How To Built a Search Engine (And Finally Understood Google)

# searchengine# webdev# algorithms# programming

Igor Nosatov

Last Tuesday, I was debugging why our app's search feature kept showing cat videos when users...

Last Tuesday, I was debugging why our app's search feature kept showing cat videos when users searched for "database optimization." Classic Tuesday. Instead of diving into Elasticsearch docs (again), I did something weird: I grabbed index cards, Post-its, and built a physical search engine on my kitchen table.

What I learned in those 3 hours changed how I think about every search query I write.

The Library Metaphor Everyone Gets Wrong

We always compare search engines to librarians. Wrong metaphor.

Search engines are more like that friend who always knows which restaurant to recommend. They don't just remember every restaurant (indexing). They remember:

Which ones your other friends loved
Which ones are busy on Friday nights
Which ones have parking
Which one you mentioned last month
That you're vegetarian

This is ranking. And it's where the magic happens.

My Kitchen Experiment: Building PageRank with Cards

Here's what I did. You can do this too (seriously, it helps).

Materials:

20 index cards = web pages
Arrows drawn with marker = links between pages
Post-it notes = search queries
Coffee = mandatory

The Setup:

[Card A: "Python Tutorial"] ←─┐
         ↓                     │
[Card B: "Django Guide"]       │
         ↓                     │
[Card C: "Web Dev Blog"] ──────┘
         ↓
[Card D: "Random Page"]

When I searched for "Python learning," which card should win?

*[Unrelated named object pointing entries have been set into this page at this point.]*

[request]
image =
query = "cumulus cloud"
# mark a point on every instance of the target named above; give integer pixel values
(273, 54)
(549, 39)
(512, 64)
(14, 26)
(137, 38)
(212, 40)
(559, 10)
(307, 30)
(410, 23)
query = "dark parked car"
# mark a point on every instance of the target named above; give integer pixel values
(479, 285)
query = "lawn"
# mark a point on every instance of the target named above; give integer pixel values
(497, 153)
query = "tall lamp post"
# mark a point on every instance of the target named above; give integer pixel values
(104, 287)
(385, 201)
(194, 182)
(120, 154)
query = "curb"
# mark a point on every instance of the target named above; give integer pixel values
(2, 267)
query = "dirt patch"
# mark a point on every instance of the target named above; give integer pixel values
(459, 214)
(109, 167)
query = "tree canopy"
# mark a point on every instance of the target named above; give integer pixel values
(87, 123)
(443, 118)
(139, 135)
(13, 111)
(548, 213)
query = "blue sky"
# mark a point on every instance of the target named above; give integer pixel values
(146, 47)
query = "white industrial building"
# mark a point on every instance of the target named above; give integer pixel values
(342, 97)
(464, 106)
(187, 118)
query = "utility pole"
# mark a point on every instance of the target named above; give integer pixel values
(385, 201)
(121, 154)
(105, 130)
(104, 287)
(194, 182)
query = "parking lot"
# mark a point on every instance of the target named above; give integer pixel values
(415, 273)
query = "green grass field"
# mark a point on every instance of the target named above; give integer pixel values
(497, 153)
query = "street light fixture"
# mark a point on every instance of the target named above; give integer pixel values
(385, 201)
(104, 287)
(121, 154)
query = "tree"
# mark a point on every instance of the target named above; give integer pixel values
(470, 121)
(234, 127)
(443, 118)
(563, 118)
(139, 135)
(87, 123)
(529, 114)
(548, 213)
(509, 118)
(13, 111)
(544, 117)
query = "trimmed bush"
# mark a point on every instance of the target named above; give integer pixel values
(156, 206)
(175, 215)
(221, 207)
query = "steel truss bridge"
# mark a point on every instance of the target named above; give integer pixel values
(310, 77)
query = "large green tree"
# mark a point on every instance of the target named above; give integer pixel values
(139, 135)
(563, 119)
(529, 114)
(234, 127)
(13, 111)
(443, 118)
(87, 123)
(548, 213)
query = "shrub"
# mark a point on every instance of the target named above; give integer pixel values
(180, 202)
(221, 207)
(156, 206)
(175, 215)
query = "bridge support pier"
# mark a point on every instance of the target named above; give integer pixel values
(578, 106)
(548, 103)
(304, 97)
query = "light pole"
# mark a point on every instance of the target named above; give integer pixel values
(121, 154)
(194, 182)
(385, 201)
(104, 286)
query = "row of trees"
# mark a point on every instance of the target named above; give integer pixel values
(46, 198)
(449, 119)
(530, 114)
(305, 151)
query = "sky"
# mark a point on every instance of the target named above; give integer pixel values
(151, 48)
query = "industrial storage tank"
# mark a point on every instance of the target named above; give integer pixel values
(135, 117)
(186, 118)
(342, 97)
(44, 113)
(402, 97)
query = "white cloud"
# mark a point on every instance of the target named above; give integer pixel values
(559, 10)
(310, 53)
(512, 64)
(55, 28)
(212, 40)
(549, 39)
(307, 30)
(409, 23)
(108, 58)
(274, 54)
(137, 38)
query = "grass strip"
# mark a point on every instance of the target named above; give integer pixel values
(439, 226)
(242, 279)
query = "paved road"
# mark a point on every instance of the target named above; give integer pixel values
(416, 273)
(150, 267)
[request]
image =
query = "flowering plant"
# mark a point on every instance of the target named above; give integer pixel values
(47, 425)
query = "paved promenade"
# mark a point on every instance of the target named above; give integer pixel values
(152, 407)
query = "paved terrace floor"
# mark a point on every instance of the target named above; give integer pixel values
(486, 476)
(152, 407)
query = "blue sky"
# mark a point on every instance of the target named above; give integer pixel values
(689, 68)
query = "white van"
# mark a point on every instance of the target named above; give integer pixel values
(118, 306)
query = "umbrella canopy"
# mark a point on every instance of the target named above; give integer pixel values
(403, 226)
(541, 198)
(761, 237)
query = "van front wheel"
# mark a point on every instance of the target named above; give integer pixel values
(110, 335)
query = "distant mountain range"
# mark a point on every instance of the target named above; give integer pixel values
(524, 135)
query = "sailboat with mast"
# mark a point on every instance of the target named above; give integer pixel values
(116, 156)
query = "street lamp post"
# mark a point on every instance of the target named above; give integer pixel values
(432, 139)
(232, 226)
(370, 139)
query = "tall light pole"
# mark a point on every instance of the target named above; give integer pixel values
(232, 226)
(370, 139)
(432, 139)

Naive me at 2 AM: "Card A says 'Python Tutorial' - that's literally the query!"

Slightly smarter me at 2:15 AM: "Wait... Card C has THREE cards linking to it. People trust it more."

I just rediscovered PageRank at my kitchen table.

The Three-Stage Pipeline (How Google Actually Works)

Stage 1: Crawling (The Stalker Phase)

# Oversimplified crawler
visited = set()
to_visit = ["https://example.com"]

while to_visit:
    url = to_visit.pop()
    if url in visited:
        continue

    page = fetch(url)
    visited.add(url)

    # Extract links
    for link in extract_links(page):
        to_visit.append(link)

    # Store in index
    index[url] = {
        'content': page.text,
        'links': extract_links(page),
        'timestamp': now()
    }

Real-world gotcha: Googlebot hits your site billions of times. My first production site crashed because I didn't implement rate limiting. The CEO was... not happy.

Stage 2: Indexing (The Librarian Phase)

This is where search engines build their "inverted index" - a fancy term for "every word points to every page where it appears."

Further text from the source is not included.